2J Mack Robinson College of Business, Center for Process Innovation, Georgia State University, Atlanta, GA, United States

Corresponding Author:

Jeppe Agger Nielsen, PhD

Aalborg University

Department of Political Science, Center for Organization, Management & Administration

Fibigerstraede 1

Aalborg, 9220


Phone: 45 99408212

Fax:45 98155346


Background: Mobile technologies have emerged as important tools that health care personnel can use to gain easy access to client data anywhere. This is particularly useful for nurses and care workers in home health care as they provide services to clients in many different settings. Although a growing body of evidence supports the use of mobile technologies, the diverse implications of mobile health have yet to be fully documented.

Objective: Our objective was to examine a large-scale government-sponsored mobile health implementation program in the Danish home care sector and to understand how the technology was used differently across home care agencies.

Methods: We chose to perform a longitudinal case study with embedded units of analysis. We included multiple data sources, such as written materials, a survey to managers across all 98 Danish municipalities, and semistructured interviews with managers, care workers, and nurses in three selected home care agencies. We used process models of change to help analyze the overall implementation process from a longitudinal perspective and to identify antecedent conditions, key events, and practical outcomes.

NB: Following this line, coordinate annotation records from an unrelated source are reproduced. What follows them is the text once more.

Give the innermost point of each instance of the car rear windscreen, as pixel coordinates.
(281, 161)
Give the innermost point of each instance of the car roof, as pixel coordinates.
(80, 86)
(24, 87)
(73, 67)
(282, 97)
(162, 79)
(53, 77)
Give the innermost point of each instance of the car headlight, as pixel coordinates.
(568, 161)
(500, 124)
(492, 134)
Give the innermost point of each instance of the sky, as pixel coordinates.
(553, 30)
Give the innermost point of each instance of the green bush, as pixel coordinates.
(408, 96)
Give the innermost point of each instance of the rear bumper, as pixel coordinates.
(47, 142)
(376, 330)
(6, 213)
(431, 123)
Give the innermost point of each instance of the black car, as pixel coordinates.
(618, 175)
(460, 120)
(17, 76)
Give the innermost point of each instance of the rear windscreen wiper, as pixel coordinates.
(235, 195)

Results: Strong collaboration between major stakeholders in the Danish home care sector (government bodies, vendors, consultants, interest organizations, and managers) helped initiate and energize the change process, and government funding supported quick and widespread technology adoption. However, although supported by the same government-sponsored program, mobile technology proved to have considerable interpretive flexibility with variation in perceived nature of technology, technology strategy, and technology use between agencies. What was first seen as a very promising innovation across the Danish home care sector subsequently became the topic of debate as technology use arrangements ran counter to existing norms and values in individual agencies.

Conclusions: Government-sponsored programs can have both positive and negative results, and managers need to be aware of this and the interpretive flexibility of mobile technology. Mobile technology implementation is a complex process that is best studied by combining organization-level analysis with features of the wider sociopolitical and interorganizational environment.

J Med Internet Res 2013;15(10):e236



Health care information technology (HIT) has the potential to produce increased quality and efficiency of service delivery [1]. However, HIT implementation is not a straightforward process. It is often as messy as it is exciting, and at times, it may turn into a battlefield where progress occurs through a combination of both “muddling through” and rational decision making [2,3]. Accordingly, when managers implement mobile health, they will likely face both opportunities and challenges.

Mobile health, or mHealth, involves “emerging mobile communications and network technologies for healthcare systems” [4]. The hardware includes laptops, personal digital assistants (PDAs), and smartphones, with more advanced devices integrating and combining functionality [5]. Mobile devices are increasingly involved in many aspects of health care delivery [5-8] because they offer great benefits compared to using personal computers—most importantly the capacity to access information and complete various functions in real time at the point of care [9-11]. Despite these obvious advantages, studies have raised issues related to implementing mobile health care [12-19].

Some researchers have found that the uptake of mobile health systems is more limited than what one might expect from the optimistic tone in the field [12]. Others have highlighted privacy concerns [13], end-user resistance to change [14], lack of adequate training and management support [15], and technical issues suggesting more attention should be given to the overall architecture of the mobile health system and to user interfaces [16]. Another study illustrated how users found laptop computers easier, faster, and more satisfying to use than handheld computers in the data recording process [17]. It has also been demonstrated that mobile devices provide a reservoir of bacteria known to cause infections within the hospital area [8]. Although these studies have enriched our understanding of the impact of mobile health systems, they most often report from pilot projects or from very restricted contexts.

Against this backdrop, the objective of this study was to contribute to mHealth research by examining a large-scale mHealth implementation project in the Danish home care sector. In this context, mobile technology has spread quickly since the mid-2000s, and today most home care agencies have invested in PDAs or smartphones for their health care personnel. Drawing on multiple sources of data covering the period 1998-2008, we demonstrate how mobile technology implementation offered new opportunities and challenges as key stakeholders debated visions for use of mobile technology within the Danish home care sector and transformed health care practices in individual home care agencies (HCAs).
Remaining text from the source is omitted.